Reviewer #3 (Public review):
Summary:
The authors are reanalyzing previously published data to test the hypothesis that serotonin neurons encode state value. Here, the authors focus on analyzing the firing rate of serotonin neurons during the inter-trial interval, in which no cues or outcomes are delivered. The goal is to quantify and find neurons whose activity is explained by value encoding, and for those that have this property, determine what the timescale of reward integration is (e.g., a few trials, tens of trials, or the entire session) in individual neurons.
Strengths:
The major strengths are the use of a Bayesian modelling approach to extract value and thirst coding features from individual neurons, and comparison of the time course of adaptation of serotonin neurons with a behavioral output, licking in this case. I also appreciate the use of a separate dataset to establish prior distributions for baseline firing rate to be used in the modelling done here, which is an attempt to deal with the main weakness of this study:
Weaknesses:
The weakness of this study is the small number of neurons available for analysis, resulting in a small number of neurons that unequivocally are modulated by value.

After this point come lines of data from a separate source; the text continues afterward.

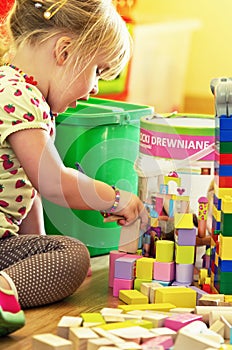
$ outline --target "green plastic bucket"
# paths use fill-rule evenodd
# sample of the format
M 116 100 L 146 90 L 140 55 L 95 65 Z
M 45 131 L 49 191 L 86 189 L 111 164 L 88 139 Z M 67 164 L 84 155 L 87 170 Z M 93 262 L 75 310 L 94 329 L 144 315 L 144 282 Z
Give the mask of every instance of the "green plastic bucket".
M 56 118 L 56 147 L 68 167 L 79 163 L 85 173 L 109 185 L 137 193 L 134 162 L 139 150 L 140 118 L 153 108 L 90 98 Z M 47 234 L 80 239 L 90 255 L 117 249 L 120 227 L 103 223 L 99 212 L 72 210 L 43 200 Z

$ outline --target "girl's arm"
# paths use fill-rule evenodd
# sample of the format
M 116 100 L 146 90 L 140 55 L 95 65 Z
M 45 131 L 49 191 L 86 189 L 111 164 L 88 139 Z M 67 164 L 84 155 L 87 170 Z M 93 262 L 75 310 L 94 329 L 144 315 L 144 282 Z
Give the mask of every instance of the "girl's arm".
M 107 210 L 113 206 L 115 191 L 111 186 L 65 167 L 46 131 L 22 130 L 11 134 L 8 140 L 31 183 L 47 200 L 72 209 Z M 134 221 L 141 212 L 146 220 L 140 199 L 121 191 L 118 213 L 126 223 Z
M 31 210 L 19 226 L 18 233 L 21 235 L 46 234 L 44 229 L 42 201 L 39 194 L 36 195 Z

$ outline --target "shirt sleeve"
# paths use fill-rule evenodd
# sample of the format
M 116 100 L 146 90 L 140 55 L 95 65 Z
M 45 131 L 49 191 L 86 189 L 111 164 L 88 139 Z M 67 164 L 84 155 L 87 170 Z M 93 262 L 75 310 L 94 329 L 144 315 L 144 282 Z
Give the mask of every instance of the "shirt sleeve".
M 25 129 L 43 129 L 50 133 L 50 109 L 41 92 L 32 85 L 17 82 L 0 90 L 0 145 L 7 137 Z

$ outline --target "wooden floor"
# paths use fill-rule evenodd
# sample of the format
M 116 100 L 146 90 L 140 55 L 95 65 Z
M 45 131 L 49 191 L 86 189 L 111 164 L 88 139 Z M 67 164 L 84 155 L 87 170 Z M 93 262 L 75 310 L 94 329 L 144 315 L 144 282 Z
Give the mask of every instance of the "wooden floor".
M 108 287 L 109 256 L 91 259 L 92 276 L 69 298 L 50 306 L 26 310 L 26 325 L 13 334 L 0 338 L 0 350 L 31 350 L 35 334 L 56 334 L 62 316 L 79 316 L 81 312 L 96 312 L 120 303 Z

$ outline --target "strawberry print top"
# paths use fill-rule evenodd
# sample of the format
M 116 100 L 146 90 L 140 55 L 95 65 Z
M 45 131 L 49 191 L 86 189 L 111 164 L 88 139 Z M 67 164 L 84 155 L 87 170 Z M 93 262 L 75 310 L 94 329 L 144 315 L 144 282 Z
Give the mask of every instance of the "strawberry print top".
M 41 92 L 9 66 L 0 67 L 0 238 L 17 235 L 33 204 L 36 190 L 27 178 L 7 137 L 39 128 L 54 140 L 55 122 Z

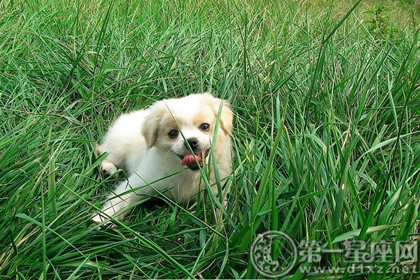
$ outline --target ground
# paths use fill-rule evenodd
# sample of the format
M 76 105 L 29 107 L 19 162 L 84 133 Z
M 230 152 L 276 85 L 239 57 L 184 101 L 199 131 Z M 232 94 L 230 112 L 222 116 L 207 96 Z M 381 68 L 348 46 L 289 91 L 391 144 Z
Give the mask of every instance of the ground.
M 1 1 L 0 279 L 265 278 L 252 244 L 270 230 L 324 250 L 418 240 L 418 11 L 402 0 Z M 125 176 L 98 170 L 110 123 L 205 91 L 235 112 L 227 209 L 148 202 L 113 228 L 92 223 Z M 324 252 L 320 264 L 347 261 Z M 344 274 L 301 255 L 280 264 L 294 279 L 415 278 L 381 262 Z

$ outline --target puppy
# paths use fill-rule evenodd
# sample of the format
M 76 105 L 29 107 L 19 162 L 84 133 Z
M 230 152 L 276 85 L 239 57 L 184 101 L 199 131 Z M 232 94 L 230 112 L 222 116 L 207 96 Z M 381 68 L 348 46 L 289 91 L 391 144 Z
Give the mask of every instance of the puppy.
M 108 153 L 101 163 L 105 172 L 125 167 L 129 177 L 116 186 L 93 220 L 121 220 L 130 204 L 158 193 L 179 203 L 197 199 L 205 189 L 199 171 L 203 162 L 211 166 L 208 180 L 217 192 L 214 161 L 209 159 L 214 156 L 222 180 L 232 172 L 232 121 L 229 103 L 208 93 L 161 100 L 121 115 L 97 150 Z

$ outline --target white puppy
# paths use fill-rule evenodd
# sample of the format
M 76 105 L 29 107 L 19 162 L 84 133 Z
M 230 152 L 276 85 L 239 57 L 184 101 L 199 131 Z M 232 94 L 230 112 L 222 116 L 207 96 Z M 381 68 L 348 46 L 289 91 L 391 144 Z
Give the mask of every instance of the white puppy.
M 130 204 L 156 195 L 156 190 L 181 203 L 196 199 L 205 189 L 198 165 L 203 161 L 209 164 L 217 120 L 214 157 L 219 178 L 229 176 L 232 119 L 228 102 L 208 93 L 161 100 L 147 109 L 121 115 L 106 133 L 98 152 L 108 153 L 101 163 L 103 170 L 112 174 L 125 167 L 129 178 L 109 195 L 102 213 L 93 220 L 101 222 L 108 216 L 122 219 Z M 210 185 L 217 192 L 214 168 L 210 170 Z

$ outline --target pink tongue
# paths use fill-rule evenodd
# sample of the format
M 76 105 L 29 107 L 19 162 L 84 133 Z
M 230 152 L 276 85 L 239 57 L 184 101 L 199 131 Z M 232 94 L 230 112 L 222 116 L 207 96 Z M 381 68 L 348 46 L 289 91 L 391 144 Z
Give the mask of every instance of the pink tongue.
M 197 158 L 197 161 L 200 165 L 203 164 L 203 160 L 200 156 L 195 156 Z M 186 155 L 181 162 L 182 165 L 190 165 L 190 164 L 196 164 L 194 156 L 193 155 Z

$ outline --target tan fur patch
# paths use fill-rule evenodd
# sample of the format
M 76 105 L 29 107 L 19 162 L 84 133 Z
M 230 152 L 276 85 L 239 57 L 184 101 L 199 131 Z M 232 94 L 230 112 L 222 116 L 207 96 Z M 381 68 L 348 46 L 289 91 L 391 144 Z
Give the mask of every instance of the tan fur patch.
M 159 136 L 163 136 L 170 139 L 169 137 L 167 137 L 168 132 L 172 129 L 176 129 L 179 131 L 180 129 L 182 129 L 181 125 L 182 124 L 179 121 L 177 122 L 176 119 L 174 119 L 174 117 L 171 115 L 171 113 L 166 110 L 163 113 L 162 119 L 159 124 Z
M 213 111 L 208 108 L 204 107 L 202 110 L 199 110 L 198 113 L 194 116 L 193 120 L 194 126 L 199 128 L 201 124 L 208 123 L 210 125 L 210 129 L 208 131 L 202 131 L 206 134 L 213 133 L 213 129 L 215 126 L 215 116 Z

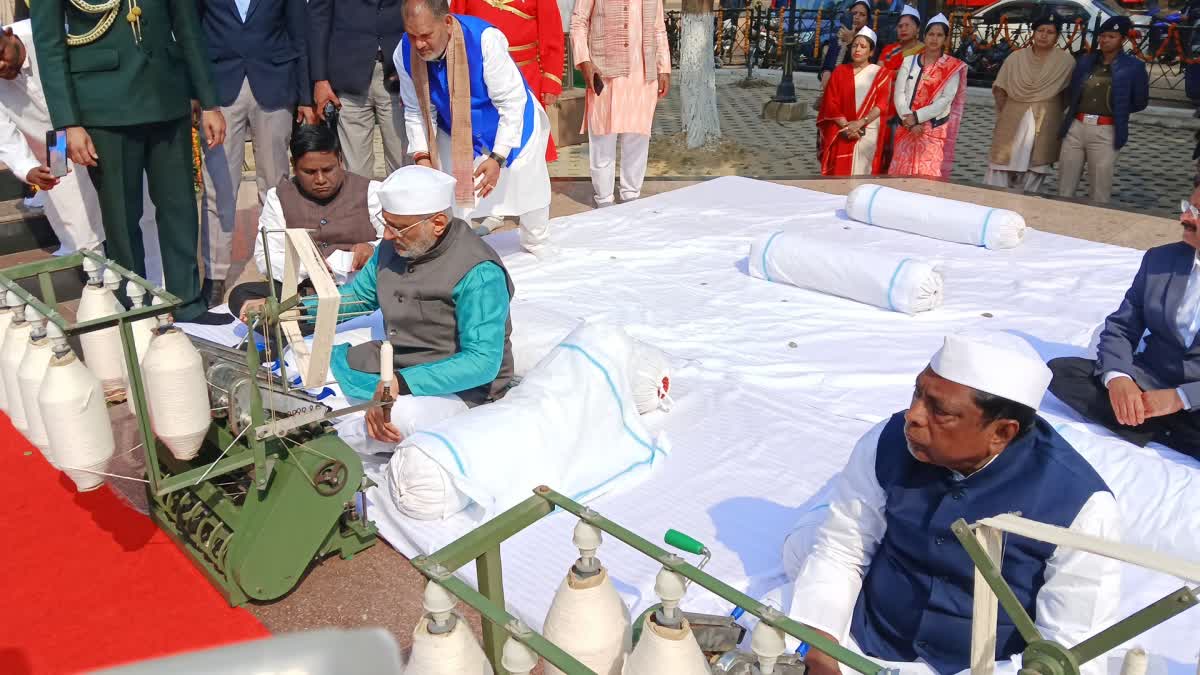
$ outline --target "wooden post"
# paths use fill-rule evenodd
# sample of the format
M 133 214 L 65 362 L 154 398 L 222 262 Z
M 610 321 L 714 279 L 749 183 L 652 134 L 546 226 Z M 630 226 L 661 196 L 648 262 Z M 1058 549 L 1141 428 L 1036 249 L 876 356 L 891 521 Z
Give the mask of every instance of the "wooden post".
M 997 567 L 1001 567 L 1004 562 L 1004 533 L 980 526 L 974 534 L 987 556 Z M 999 621 L 1000 611 L 996 594 L 978 567 L 975 568 L 974 602 L 971 612 L 971 675 L 993 675 L 996 672 L 996 622 Z
M 721 137 L 717 112 L 717 80 L 713 67 L 713 0 L 683 0 L 679 28 L 679 95 L 683 103 L 683 130 L 689 148 L 707 145 Z

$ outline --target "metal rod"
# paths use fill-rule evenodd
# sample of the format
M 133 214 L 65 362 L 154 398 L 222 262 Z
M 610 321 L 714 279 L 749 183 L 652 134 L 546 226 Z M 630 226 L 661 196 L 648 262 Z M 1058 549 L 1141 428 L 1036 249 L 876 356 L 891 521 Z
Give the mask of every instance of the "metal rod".
M 38 285 L 42 289 L 42 302 L 49 307 L 58 307 L 58 299 L 54 297 L 54 280 L 50 272 L 38 274 Z
M 1117 623 L 1096 633 L 1071 648 L 1079 665 L 1100 656 L 1108 650 L 1144 633 L 1171 617 L 1196 605 L 1196 595 L 1187 586 L 1140 609 Z
M 504 607 L 504 574 L 500 564 L 499 543 L 475 559 L 475 573 L 479 578 L 479 592 L 497 607 Z M 500 665 L 505 635 L 500 625 L 491 621 L 483 623 L 483 653 L 491 661 L 496 675 L 508 675 L 508 671 Z
M 165 477 L 158 462 L 158 442 L 154 438 L 154 429 L 150 426 L 150 406 L 146 402 L 146 385 L 142 382 L 142 362 L 138 358 L 137 341 L 133 338 L 133 323 L 127 320 L 120 321 L 118 330 L 121 333 L 121 348 L 125 352 L 125 373 L 128 375 L 125 396 L 130 407 L 137 413 L 138 432 L 141 434 L 143 454 L 146 456 L 149 489 L 152 494 L 162 494 L 159 489 Z
M 435 565 L 441 565 L 454 572 L 483 555 L 492 546 L 499 546 L 509 537 L 549 515 L 553 510 L 553 504 L 535 495 L 491 519 L 482 527 L 468 532 L 445 548 L 428 556 L 414 558 L 413 564 L 422 572 L 432 569 Z
M 959 518 L 950 526 L 950 531 L 958 538 L 958 542 L 967 550 L 967 555 L 971 557 L 971 561 L 975 563 L 975 569 L 983 576 L 984 581 L 991 587 L 992 592 L 996 594 L 996 599 L 1000 601 L 1000 606 L 1008 612 L 1008 617 L 1012 619 L 1013 625 L 1016 626 L 1017 632 L 1025 640 L 1026 644 L 1032 644 L 1042 639 L 1042 634 L 1038 632 L 1037 625 L 1033 619 L 1029 618 L 1029 614 L 1025 611 L 1025 607 L 1021 605 L 1021 601 L 1017 600 L 1016 594 L 1009 588 L 1008 582 L 1004 580 L 1004 576 L 1000 573 L 1000 568 L 988 556 L 983 547 L 979 545 L 979 541 L 975 539 L 975 534 L 971 532 L 971 527 L 967 521 Z

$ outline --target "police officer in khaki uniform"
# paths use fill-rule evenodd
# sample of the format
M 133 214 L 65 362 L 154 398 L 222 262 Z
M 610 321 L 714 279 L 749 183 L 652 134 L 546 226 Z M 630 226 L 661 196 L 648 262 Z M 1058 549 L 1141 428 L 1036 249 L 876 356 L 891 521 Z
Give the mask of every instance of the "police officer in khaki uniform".
M 66 130 L 67 153 L 95 183 L 108 256 L 145 273 L 145 175 L 166 288 L 183 300 L 175 318 L 232 321 L 208 313 L 200 296 L 192 99 L 209 147 L 224 140 L 225 119 L 193 0 L 35 0 L 30 18 L 50 121 Z

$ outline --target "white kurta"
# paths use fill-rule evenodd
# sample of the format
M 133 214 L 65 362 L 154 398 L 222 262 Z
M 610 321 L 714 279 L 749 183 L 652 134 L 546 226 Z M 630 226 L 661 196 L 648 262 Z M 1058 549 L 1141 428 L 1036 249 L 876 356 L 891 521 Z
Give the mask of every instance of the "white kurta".
M 871 85 L 875 84 L 875 76 L 879 73 L 879 68 L 878 64 L 868 63 L 862 70 L 854 74 L 855 110 L 862 108 L 867 94 L 871 93 Z M 851 175 L 865 176 L 871 173 L 871 165 L 875 162 L 875 150 L 879 147 L 879 122 L 880 120 L 876 118 L 874 122 L 868 124 L 863 129 L 862 138 L 858 139 L 858 142 L 854 144 L 854 162 L 850 168 Z
M 809 517 L 784 544 L 784 568 L 796 579 L 788 613 L 848 646 L 852 644 L 847 642 L 850 619 L 863 578 L 887 530 L 887 496 L 875 477 L 876 450 L 885 425 L 886 421 L 877 424 L 859 439 L 846 467 L 834 478 L 823 522 Z M 1093 494 L 1071 529 L 1120 540 L 1116 499 L 1108 492 Z M 1119 600 L 1119 563 L 1058 548 L 1046 562 L 1045 583 L 1037 595 L 1038 631 L 1047 640 L 1074 646 L 1120 618 Z M 1014 661 L 997 665 L 998 673 L 1015 673 L 1018 668 Z M 1106 671 L 1105 659 L 1082 667 L 1086 675 Z
M 1049 164 L 1029 166 L 1033 157 L 1033 141 L 1037 132 L 1033 121 L 1033 110 L 1026 110 L 1017 126 L 1016 135 L 1012 140 L 1012 156 L 1007 165 L 989 163 L 984 183 L 996 187 L 1023 188 L 1029 192 L 1037 192 L 1042 181 L 1050 174 Z M 1033 176 L 1027 173 L 1035 174 Z
M 524 133 L 525 78 L 508 53 L 508 39 L 495 28 L 488 28 L 480 36 L 483 52 L 483 81 L 487 84 L 492 104 L 500 113 L 496 127 L 496 139 L 491 150 L 509 155 L 512 148 L 521 142 Z M 412 78 L 404 70 L 404 43 L 396 47 L 392 56 L 399 75 L 400 100 L 404 103 L 404 124 L 408 131 L 410 154 L 428 152 L 425 121 L 417 103 L 417 91 Z M 424 64 L 416 64 L 418 67 Z M 470 64 L 472 70 L 479 64 Z M 533 133 L 521 149 L 521 154 L 511 164 L 500 170 L 496 188 L 484 199 L 476 199 L 473 209 L 455 207 L 454 215 L 459 218 L 482 218 L 486 216 L 519 216 L 550 205 L 550 171 L 546 167 L 546 144 L 550 139 L 550 118 L 536 99 L 533 101 Z M 431 120 L 437 119 L 435 114 Z M 450 132 L 437 130 L 438 158 L 441 168 L 453 172 L 450 152 Z M 487 159 L 486 155 L 475 157 L 475 165 Z
M 950 114 L 950 106 L 954 103 L 954 97 L 958 94 L 958 78 L 962 76 L 961 72 L 955 73 L 946 81 L 946 86 L 938 92 L 936 98 L 929 105 L 920 110 L 913 110 L 913 97 L 917 95 L 917 86 L 921 83 L 921 73 L 924 68 L 921 65 L 921 54 L 913 54 L 904 59 L 900 64 L 900 70 L 896 71 L 895 90 L 892 94 L 892 103 L 896 106 L 896 116 L 904 117 L 908 114 L 916 114 L 917 122 L 928 122 L 936 120 Z
M 367 184 L 367 213 L 371 215 L 371 225 L 375 228 L 377 236 L 373 245 L 379 245 L 379 239 L 383 238 L 383 207 L 379 204 L 379 186 L 383 183 L 373 180 Z M 267 190 L 267 199 L 263 203 L 262 213 L 258 216 L 259 233 L 254 237 L 254 263 L 258 266 L 258 271 L 264 277 L 271 276 L 276 281 L 283 282 L 283 248 L 284 237 L 282 230 L 287 227 L 287 220 L 283 217 L 283 206 L 279 203 L 279 194 L 276 188 Z M 266 228 L 267 232 L 267 251 L 263 251 L 263 238 L 261 229 Z M 274 230 L 274 231 L 272 231 Z M 267 253 L 271 254 L 271 274 L 267 274 Z M 347 284 L 354 279 L 354 270 L 351 269 L 351 263 L 354 261 L 354 254 L 350 251 L 334 251 L 325 258 L 325 262 L 329 263 L 329 268 L 333 272 L 333 280 L 338 284 Z M 299 279 L 303 281 L 308 278 L 308 273 L 300 270 Z
M 50 125 L 50 111 L 42 92 L 29 20 L 14 23 L 12 31 L 25 45 L 25 63 L 14 79 L 0 80 L 0 162 L 24 181 L 30 170 L 45 163 L 46 132 L 54 127 Z M 82 248 L 95 249 L 104 241 L 100 201 L 87 168 L 74 163 L 70 168 L 70 172 L 59 179 L 58 185 L 45 193 L 46 220 L 50 221 L 50 227 L 62 244 L 55 255 L 74 253 Z M 143 189 L 142 203 L 140 224 L 146 247 L 146 276 L 161 282 L 158 230 L 147 189 Z

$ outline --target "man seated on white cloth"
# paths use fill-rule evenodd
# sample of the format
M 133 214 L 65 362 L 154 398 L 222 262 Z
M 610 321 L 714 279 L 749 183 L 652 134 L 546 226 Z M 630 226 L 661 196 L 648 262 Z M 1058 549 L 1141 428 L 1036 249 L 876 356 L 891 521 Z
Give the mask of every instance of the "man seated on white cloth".
M 308 230 L 338 283 L 353 279 L 366 266 L 384 229 L 380 182 L 345 169 L 336 131 L 324 124 L 297 128 L 292 134 L 291 155 L 293 175 L 267 190 L 258 217 L 259 228 L 268 231 L 267 249 L 263 249 L 261 235 L 254 238 L 254 262 L 259 273 L 275 284 L 275 297 L 283 294 L 284 228 Z M 313 293 L 307 276 L 300 271 L 306 295 Z M 245 321 L 250 310 L 262 306 L 269 296 L 265 281 L 238 284 L 229 293 L 229 311 Z M 313 325 L 303 323 L 300 330 L 310 335 Z
M 413 163 L 458 180 L 456 216 L 484 218 L 484 230 L 519 216 L 521 246 L 551 253 L 550 118 L 504 33 L 446 0 L 406 0 L 404 30 L 393 60 Z
M 1108 486 L 1037 415 L 1049 382 L 1014 335 L 946 337 L 908 410 L 859 440 L 825 521 L 784 544 L 793 618 L 867 657 L 955 673 L 970 666 L 974 567 L 954 521 L 1020 512 L 1118 539 Z M 1016 536 L 1006 543 L 1004 580 L 1046 639 L 1074 646 L 1116 620 L 1115 561 Z M 996 659 L 1025 646 L 1001 611 Z M 1099 661 L 1085 672 L 1103 672 Z M 815 649 L 806 662 L 811 675 L 837 672 Z
M 392 344 L 392 417 L 382 408 L 366 414 L 378 441 L 399 443 L 421 425 L 498 399 L 512 380 L 512 282 L 500 256 L 450 216 L 454 183 L 423 166 L 388 176 L 378 192 L 384 241 L 342 287 L 349 311 L 382 311 Z M 329 367 L 347 397 L 382 397 L 380 344 L 334 346 Z

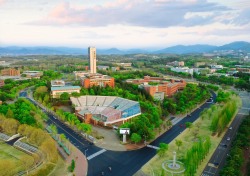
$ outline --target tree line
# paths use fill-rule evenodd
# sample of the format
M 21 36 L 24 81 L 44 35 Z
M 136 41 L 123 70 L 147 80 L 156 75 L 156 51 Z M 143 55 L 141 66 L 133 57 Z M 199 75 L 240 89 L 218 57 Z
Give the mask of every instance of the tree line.
M 241 176 L 250 174 L 250 161 L 244 157 L 244 151 L 250 146 L 250 116 L 241 122 L 236 138 L 232 142 L 230 153 L 228 154 L 226 165 L 220 171 L 221 176 Z M 245 164 L 245 168 L 243 164 Z M 245 173 L 242 170 L 245 169 Z
M 209 152 L 211 147 L 211 140 L 209 137 L 205 139 L 199 138 L 193 146 L 187 150 L 184 157 L 184 164 L 186 167 L 185 176 L 194 176 L 198 166 Z
M 43 119 L 47 119 L 45 114 L 24 98 L 19 98 L 13 104 L 2 104 L 0 114 L 5 115 L 7 118 L 14 118 L 21 124 L 40 128 L 43 126 Z
M 222 107 L 213 107 L 215 109 L 214 112 L 217 113 L 213 114 L 210 124 L 210 130 L 213 132 L 213 134 L 217 133 L 218 135 L 224 131 L 237 110 L 236 101 L 233 99 L 228 100 L 226 103 L 221 105 Z
M 40 128 L 32 127 L 27 124 L 20 124 L 18 120 L 7 118 L 3 114 L 0 114 L 0 131 L 9 135 L 19 133 L 22 136 L 26 136 L 29 143 L 37 146 L 39 150 L 42 151 L 46 163 L 43 167 L 40 167 L 34 175 L 41 175 L 42 173 L 48 174 L 51 169 L 53 169 L 58 159 L 58 153 L 56 144 L 48 133 Z M 38 154 L 33 154 L 32 156 L 35 158 L 35 162 L 41 159 Z M 10 168 L 6 167 L 6 169 Z

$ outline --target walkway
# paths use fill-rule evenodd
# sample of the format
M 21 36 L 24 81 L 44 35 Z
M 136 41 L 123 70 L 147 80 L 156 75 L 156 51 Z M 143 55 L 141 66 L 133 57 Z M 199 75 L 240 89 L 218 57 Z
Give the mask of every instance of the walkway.
M 71 148 L 71 154 L 66 159 L 66 162 L 68 163 L 68 165 L 70 165 L 72 159 L 75 160 L 76 164 L 75 164 L 74 174 L 76 176 L 87 176 L 88 162 L 86 157 L 78 148 L 76 148 L 71 143 L 70 143 L 70 148 Z

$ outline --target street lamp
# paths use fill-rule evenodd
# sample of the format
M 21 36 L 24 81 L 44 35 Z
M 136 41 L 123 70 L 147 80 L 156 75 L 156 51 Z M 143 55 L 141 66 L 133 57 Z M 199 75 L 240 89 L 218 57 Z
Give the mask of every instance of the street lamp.
M 87 151 L 88 151 L 88 149 L 84 150 L 85 157 L 87 157 L 87 155 L 86 155 Z

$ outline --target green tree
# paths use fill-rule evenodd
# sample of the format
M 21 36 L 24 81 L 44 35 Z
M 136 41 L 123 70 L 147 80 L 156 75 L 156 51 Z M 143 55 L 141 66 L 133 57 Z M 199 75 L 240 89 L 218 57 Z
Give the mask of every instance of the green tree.
M 186 125 L 186 128 L 189 128 L 189 131 L 193 127 L 193 124 L 191 122 L 186 122 L 185 125 Z
M 165 156 L 167 150 L 168 150 L 168 144 L 160 143 L 159 149 L 157 150 L 157 154 L 159 155 L 159 157 L 163 157 Z
M 60 99 L 61 99 L 62 101 L 67 101 L 67 100 L 69 100 L 69 97 L 70 97 L 70 95 L 69 95 L 69 93 L 67 93 L 67 92 L 63 92 L 63 93 L 60 95 Z
M 141 136 L 137 133 L 133 133 L 131 135 L 131 141 L 133 141 L 136 144 L 137 142 L 141 141 Z
M 70 167 L 69 167 L 69 171 L 70 172 L 74 172 L 75 170 L 75 160 L 71 160 L 71 164 L 70 164 Z
M 179 147 L 181 147 L 181 146 L 182 146 L 182 141 L 181 141 L 181 140 L 176 139 L 176 140 L 175 140 L 175 145 L 177 145 L 178 150 L 179 150 Z
M 11 109 L 8 109 L 7 114 L 6 114 L 7 118 L 14 118 L 14 113 Z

The authors did achieve their aims, but the results show that it is hard to unequivocally separate value-coding neurons with long timescales from thirst-coding neurons, which is acknowledged by the authors.
While the experimental results do not allow for a strong conclusion regarding the distinction of value versus thirst coding in serotonin neurons, the methods employed and the rationale for using them are of great utility to the community and for considerations of behavioral task design and data analysis in future studies. This is a point that the authors could discuss/develop more.
Additional significance of the work:
The comparison between time courses for behavior (anticipatory licking) and serotonin activity (as well as the reference to dopamine activity's time course from a previous study) is of great significance for any researcher studying behavioral control. Mounting evidence suggests that multiple brain circuits contribute to any given action selection. Therefore, expecting a perfect alignment between the time course of neuromodulator activity and behavioral output might be unreasonable. For future studies, modelling behavioral output as a combination of policies determined by multiple brain circuits or neuromodulators might be a promising approach.